Menjilati makanan dan shahfah.
“Dan janganlah ia mengusap tangannya dengan mindil/serbet hendaklah ia menjilati tangannya, karena seseorang itu tidak mengetahui pada makanannya yang mana yang mengandung berkah untuknya, sesungguhnya setan itu selalu mengintai untuk merampas harta manusia dari segala penjuru hingga di tempat makannya. Dan janganlah ia mengangkat shohfahnya hingga menjilatinya dengan tangan, karena sesungguhnya pada akhir makanan itu mengandung berkah. (Silsilah hadits-hadits shahih no. 1404).

Berkata Imam Nawawi, tentang makna kaliamat “Pada makanannya yang mana yang diberkahi.” Ia berkata: Sesungguhnya makanan yang dihidangkan untuk manusia itu mengandung berkah, sedang dia tidak mengetahui apakah berkah itu pada makanan yang ia makan atau pada sisa makanan yang melekat di tangannya atau pada sisa makanan di dalam shahfah atau pada suapan yang jatuh. Untuk itu hendaklah ini menjaga semua itu agar selalu mendapatkan berkah. (Fathul Bari 9/578).

Mengusap makanan dengan mindil[2]
Nabi r bersabda “Janganlah mengusap tangannya dengan mindil hingga menjilati tangannya..”

Hadits ini mengisyaratkan kepada kita agar setiap selesai menjilati tangan agar mengusapnya dengan serbet, bukan dengan selainnya seperti dengan handuk atau tisue (kertas tipis). Ibnu Hajar berkata: “Hadits diatas berisi larangan bagi orang yang mempunyai serbet tapi tidak mengusap tangan dengannya dan juga berisi larangan terhadap orang yang menggunakan selainnya. (Fathul Bari 9/557).

Berkumur-kumur setelah makan
Ali bin Abdullah telah menceritakan kepada kami, Sufyan telah menceritakan kepada kami: “Aku telah mendengar Yahya bin Said dari Busyair bin Yasar dari Suwaid bin Nu’man berkata: “Kami keluar bersama Rasulullah ke Khaibar. Tatkala kami sampai di Shahba, Nabi mengundang makan, dan tidak dihidangkan makanan kecuali gandum, maka kami makan (bersama). Kemudian beliau berdiri untuk menjalankan shalat, maka beliau berkumur-kumur, dan kamipun berkumur-kumur. (HR. Bukhari no. 5445 dalam al-Fath 9/576).



[1] Qash’ah adalah piring besar untuk makan sepuluh orang sedangkan Shahfah adalah piring besar untuk makan lima orang (Syama’il Muhammadiyah, bab.
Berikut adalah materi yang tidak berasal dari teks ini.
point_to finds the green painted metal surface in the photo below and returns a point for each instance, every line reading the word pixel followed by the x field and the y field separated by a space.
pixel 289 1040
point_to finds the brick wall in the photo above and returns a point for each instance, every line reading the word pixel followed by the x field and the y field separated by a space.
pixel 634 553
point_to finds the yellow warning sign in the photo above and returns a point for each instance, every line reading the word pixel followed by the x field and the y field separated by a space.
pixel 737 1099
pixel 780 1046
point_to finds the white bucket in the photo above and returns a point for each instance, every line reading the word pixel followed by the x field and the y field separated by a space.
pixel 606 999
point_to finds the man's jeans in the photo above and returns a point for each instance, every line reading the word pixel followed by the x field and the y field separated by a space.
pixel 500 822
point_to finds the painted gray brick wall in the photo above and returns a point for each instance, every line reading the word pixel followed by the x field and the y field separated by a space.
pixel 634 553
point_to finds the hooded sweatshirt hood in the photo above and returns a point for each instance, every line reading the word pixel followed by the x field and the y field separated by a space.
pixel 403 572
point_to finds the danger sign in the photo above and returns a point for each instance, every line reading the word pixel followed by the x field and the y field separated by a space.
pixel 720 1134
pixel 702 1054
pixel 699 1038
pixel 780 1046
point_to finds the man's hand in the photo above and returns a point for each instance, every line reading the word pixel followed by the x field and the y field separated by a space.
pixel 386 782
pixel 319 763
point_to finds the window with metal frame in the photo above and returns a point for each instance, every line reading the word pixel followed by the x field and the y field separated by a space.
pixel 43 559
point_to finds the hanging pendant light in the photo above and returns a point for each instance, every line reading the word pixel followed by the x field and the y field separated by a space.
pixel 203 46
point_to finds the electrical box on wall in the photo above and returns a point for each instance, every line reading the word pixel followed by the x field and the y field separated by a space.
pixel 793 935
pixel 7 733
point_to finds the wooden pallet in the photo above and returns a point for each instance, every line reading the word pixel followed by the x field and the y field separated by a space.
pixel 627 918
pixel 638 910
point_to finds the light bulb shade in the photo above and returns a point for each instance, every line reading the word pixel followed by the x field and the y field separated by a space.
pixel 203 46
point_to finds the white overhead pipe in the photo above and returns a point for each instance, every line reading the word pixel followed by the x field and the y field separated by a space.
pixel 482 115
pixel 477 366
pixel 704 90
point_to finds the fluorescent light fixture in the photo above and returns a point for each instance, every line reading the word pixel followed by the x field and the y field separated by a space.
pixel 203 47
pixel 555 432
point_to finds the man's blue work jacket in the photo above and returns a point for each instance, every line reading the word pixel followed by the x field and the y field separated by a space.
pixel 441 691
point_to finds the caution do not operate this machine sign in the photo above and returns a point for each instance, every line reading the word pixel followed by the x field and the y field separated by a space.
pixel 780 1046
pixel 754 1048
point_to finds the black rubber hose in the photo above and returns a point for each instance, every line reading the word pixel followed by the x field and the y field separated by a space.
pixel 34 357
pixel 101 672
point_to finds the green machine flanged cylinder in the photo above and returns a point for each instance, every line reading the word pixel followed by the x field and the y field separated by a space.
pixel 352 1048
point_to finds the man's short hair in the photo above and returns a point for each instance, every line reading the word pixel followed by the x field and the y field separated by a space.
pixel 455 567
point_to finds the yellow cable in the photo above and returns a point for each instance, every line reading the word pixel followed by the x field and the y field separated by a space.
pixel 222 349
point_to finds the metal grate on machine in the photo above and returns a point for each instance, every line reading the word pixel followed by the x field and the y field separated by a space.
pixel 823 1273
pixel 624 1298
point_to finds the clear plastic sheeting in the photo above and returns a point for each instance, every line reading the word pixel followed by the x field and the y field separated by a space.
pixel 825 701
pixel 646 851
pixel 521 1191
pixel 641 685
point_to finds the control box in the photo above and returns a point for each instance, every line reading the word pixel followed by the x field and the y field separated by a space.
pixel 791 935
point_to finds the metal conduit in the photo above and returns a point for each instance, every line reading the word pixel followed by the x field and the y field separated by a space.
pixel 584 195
Cara makan Nabi r). Adapun Sukurrajah adalah piring kecil yang biasa dipakai untuk memberi makan anak kecil.
(Fathul Bari 9/532).

[2] Mindil adalah kain yang dipakai untuk mengusap tangan selesai makan dan bukan kain yang dipakai untuk mengusap badan selesai mandi. (Fathul Bari 5/577).